La Regione Abruzzo compie un passo determinante nel lancio dell’enoturismo come leva strategica di sviluppo economico, agricolo e territoriale abruzzese, con l’approvazione del Piano Operativo sull’Enoturismo 2026–2028. Un settore in forte crescita a livello nazionale e internazionale, capace di integrare produzione vitivinicola, turismo di qualità, valorizzazione delle aree rurali e promozione dell’identità dei territori.

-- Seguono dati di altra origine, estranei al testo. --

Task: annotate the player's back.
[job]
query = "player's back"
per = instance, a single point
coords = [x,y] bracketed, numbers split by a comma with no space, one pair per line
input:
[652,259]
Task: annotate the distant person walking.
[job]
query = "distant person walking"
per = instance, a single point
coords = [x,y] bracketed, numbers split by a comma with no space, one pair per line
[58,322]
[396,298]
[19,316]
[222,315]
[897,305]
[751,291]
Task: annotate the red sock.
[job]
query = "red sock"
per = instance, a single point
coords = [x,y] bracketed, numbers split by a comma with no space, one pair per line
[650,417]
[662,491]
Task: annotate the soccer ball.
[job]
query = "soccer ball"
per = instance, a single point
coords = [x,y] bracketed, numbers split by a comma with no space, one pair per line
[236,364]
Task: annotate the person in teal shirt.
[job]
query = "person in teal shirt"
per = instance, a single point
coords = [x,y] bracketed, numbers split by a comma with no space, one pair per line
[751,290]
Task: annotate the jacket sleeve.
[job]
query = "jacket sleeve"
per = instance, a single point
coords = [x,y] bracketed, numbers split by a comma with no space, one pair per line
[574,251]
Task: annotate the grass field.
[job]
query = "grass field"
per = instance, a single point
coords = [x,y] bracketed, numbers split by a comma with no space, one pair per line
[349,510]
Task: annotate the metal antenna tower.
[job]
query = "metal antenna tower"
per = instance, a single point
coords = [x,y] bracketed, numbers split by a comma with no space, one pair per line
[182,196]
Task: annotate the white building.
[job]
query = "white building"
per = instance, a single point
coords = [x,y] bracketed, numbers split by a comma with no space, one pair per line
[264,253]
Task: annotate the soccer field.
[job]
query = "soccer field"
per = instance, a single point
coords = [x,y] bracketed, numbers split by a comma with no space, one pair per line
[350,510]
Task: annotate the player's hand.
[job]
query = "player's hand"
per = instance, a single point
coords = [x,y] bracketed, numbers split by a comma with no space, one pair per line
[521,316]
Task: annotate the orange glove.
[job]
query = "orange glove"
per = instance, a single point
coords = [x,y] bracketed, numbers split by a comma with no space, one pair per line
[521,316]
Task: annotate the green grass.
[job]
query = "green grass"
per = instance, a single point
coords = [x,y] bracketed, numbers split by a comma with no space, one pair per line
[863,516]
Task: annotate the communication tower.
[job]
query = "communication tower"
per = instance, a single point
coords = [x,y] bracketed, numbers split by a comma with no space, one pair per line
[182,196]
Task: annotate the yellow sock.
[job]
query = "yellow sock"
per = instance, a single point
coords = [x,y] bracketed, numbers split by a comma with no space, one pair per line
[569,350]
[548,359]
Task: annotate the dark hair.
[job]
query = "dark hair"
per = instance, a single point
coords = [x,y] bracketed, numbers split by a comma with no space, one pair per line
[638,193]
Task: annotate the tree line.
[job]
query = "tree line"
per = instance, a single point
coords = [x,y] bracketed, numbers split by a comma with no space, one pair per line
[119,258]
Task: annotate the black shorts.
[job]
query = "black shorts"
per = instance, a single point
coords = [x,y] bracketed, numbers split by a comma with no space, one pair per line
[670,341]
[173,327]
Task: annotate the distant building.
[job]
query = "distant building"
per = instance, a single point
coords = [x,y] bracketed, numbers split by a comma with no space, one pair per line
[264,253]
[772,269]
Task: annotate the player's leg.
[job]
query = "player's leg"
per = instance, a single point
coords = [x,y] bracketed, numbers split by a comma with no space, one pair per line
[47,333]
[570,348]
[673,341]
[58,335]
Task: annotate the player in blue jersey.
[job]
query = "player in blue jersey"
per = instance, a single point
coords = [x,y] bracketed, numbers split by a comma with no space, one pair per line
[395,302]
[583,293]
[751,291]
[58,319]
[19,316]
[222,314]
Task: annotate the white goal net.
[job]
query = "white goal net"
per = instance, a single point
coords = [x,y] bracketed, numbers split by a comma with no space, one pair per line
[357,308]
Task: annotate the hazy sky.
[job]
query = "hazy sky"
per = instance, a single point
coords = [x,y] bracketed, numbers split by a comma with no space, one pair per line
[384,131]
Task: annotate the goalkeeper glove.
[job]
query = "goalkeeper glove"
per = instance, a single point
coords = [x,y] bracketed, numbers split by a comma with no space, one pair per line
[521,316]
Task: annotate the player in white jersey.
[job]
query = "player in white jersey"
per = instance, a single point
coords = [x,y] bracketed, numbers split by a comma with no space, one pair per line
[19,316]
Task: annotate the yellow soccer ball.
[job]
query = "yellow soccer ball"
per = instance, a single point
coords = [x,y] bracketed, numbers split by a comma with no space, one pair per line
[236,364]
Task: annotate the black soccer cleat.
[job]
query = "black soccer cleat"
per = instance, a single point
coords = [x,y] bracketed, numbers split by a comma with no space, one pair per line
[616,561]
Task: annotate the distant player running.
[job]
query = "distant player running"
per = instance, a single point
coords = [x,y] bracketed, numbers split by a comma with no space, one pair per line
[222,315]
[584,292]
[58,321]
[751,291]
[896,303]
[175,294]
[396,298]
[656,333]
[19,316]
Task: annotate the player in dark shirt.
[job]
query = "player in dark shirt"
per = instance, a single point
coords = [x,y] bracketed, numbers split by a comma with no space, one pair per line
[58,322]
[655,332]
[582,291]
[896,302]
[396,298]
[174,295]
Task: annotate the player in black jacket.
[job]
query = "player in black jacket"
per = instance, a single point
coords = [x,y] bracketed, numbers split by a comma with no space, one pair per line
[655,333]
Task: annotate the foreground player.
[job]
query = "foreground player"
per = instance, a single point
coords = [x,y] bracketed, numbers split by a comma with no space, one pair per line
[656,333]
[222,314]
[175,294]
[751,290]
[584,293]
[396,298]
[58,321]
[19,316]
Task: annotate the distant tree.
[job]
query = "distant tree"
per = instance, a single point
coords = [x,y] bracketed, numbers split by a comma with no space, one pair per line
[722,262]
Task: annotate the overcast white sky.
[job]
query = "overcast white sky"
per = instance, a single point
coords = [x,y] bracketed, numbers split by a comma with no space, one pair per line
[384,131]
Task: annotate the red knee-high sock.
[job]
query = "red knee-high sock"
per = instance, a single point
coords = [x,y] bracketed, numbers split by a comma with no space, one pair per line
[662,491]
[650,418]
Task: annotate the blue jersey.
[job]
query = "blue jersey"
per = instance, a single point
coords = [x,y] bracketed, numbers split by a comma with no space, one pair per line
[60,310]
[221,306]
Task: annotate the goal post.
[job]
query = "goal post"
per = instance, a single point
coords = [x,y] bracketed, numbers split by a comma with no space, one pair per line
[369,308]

“L’enoturismo è una grande opportunità per l’Abruzzo, perché unisce vino, paesaggio, cultura e imprese in un modello di sviluppo sostenibile che funziona e genera valore – dichiara il vicepresidente della Giunta regionale e assessore all’Agricoltura, Emanuele Imprudente – I dati ci dicono chiaramente che questa nuova forma di turismo è in crescita e risponde alle nuove esigenze dei visitatori. Per questo abbiamo scelto di dotarci di un Piano operativo strutturato, capace di accompagnare il sistema regionale in una fase di consolidamento e rilancio”.
Il Piano nasce dall’attuazione della normativa nazionale e regionale sull’enoturismo e si inserisce in un quadro più ampio di valorizzazione del comparto vitivinicolo abruzzese, rafforzato anche dal “Modello Abruzzo”, che punta a semplificare le denominazioni e a valorizzare le specificità territoriali delle produzioni. La regione può contare su una solida base produttiva, su un patrimonio paesaggistico e culturale diffuso e su una rete di operatori già attivi, elementi che rendono l’enoturismo una concreta occasione di crescita per le aree rurali e interne.
Il Piano operativo definisce obiettivi chiari: migliorare la qualità dell’offerta enoturistica, sostenere le imprese già attive e favorire l’ingresso di nuove aziende, investire sulla formazione delle competenze, incentivare la destagionalizzazione dei flussi turistici e rafforzare le sinergie tra imprese vitivinicole, turismo, cultura e promozione territoriale. Centrale è anche il ruolo degli strumenti della programmazione europea e regionale, dalla PAC al CSR, fino al FESR, chiamati a sostenere gli investimenti materiali e immateriali del settore.
“Questo risultato è il frutto di un lavoro serio, competente e condiviso con tutti i portatori d’interesse del settore – conclude Imprudente – Continueremo su questa strada: vogliamo fare dell’enoturismo uno strumento stabile di sviluppo per l’Abruzzo, capace di rafforzare il reddito delle imprese agricole, valorizzare i territori, la nostra biodiversità e offrire ai visitatori un’esperienza autentica e di qualità. Il Piano operativo rappresenta la base per costruire, nei prossimi anni, un sistema enoturistico regionale moderno, competitivo e attrattivo”.